Missed Opportunities during Family Conferences about End-of-Life Care in the Intensive Care Unit

J. Randall Curtis, Ruth A. Engelberg, Marjorie D. Wenrich, Sarah E. Shannon, Patsy D. Treece and Gordon D. Rubenfeld

Departments of Medicine and Medical Education and Biomedical Informatics, School of Medicine; Department of Biobehavioral Nursing and Health Systems, School of Nursing, University of Washington, Seattle, Washington

Correspondence and requests for reprints should be addressed to J. Randall Curtis, M.D., M.P.H., Division of Pulmonary and Critical Care Medicine, Harborview Medical Center, Box 359762, 325 Ninth Avenue, Seattle, WA 98104-2499. E-mail: jrc{at}u.washington.edu

Background: Improved communication with family members of critically ill patients can decrease the prolongation of dying in the intensive care unit (ICU), but few data exist to guide the conduct of this communication. Objective: Our objective was to identify missed opportunities for physicians to provide support for or information to family during family conferences. Methods: We identified ICU family conferences in four hospitals that included discussions about withdrawing life support or delivery of bad news. Fifty-one conferences were audiotaped, including 214 family members. Thirty-six physicians led the conferences and some physicians led more than one. We used qualitative methods to identify and categorize missed opportunities, defined as an occurrence when the physician had an opportunity to provide support or information to the family and did not. Main results: Fifteen family conferences (29%) had missed opportunities identified.

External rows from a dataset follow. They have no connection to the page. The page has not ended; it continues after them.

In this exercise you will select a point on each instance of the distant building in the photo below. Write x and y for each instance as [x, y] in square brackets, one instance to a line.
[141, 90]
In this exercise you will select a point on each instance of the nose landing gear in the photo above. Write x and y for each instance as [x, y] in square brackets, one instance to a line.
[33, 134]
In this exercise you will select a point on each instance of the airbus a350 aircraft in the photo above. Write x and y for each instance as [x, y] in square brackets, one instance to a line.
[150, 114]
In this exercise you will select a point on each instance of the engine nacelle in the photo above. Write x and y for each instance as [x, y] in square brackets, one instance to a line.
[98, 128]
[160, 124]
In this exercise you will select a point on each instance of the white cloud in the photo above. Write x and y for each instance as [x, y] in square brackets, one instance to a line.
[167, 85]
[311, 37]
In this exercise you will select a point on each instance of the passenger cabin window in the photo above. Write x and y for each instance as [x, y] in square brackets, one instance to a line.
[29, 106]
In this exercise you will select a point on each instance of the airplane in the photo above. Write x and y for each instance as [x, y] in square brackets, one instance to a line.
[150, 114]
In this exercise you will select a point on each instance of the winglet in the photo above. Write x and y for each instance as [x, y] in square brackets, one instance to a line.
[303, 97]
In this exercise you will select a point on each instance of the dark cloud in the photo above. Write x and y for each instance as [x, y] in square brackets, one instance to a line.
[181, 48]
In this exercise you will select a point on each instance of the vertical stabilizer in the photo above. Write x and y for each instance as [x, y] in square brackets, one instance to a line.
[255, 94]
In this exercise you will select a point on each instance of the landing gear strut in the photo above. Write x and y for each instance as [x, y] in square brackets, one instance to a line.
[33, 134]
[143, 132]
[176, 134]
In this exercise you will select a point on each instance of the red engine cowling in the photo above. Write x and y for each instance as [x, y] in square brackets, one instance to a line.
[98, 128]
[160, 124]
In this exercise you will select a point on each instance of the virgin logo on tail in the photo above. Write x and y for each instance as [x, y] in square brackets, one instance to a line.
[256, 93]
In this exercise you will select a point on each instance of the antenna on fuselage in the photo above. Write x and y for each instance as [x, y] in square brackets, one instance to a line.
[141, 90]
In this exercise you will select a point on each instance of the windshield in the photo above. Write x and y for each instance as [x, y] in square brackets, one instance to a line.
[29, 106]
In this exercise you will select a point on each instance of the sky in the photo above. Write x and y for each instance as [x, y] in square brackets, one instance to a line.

These fell into three categories: opportunities to listen and respond to family; opportunities to acknowledge and address emotions; and opportunities to pursue key principles of medical ethics and palliative care, including exploration of patient preferences, explanation of surrogate decision making, and affirmation of nonabandonment. The most commonly missed opportunities were those to listen and respond, but examples from other categories suggest value in being aware of these opportunities. Conclusions: Identification of missed opportunities during ICU family conferences provides suggestions for improving communication during these conferences. Future studies are needed to demonstrate whether addressing these opportunities will improve quality of care.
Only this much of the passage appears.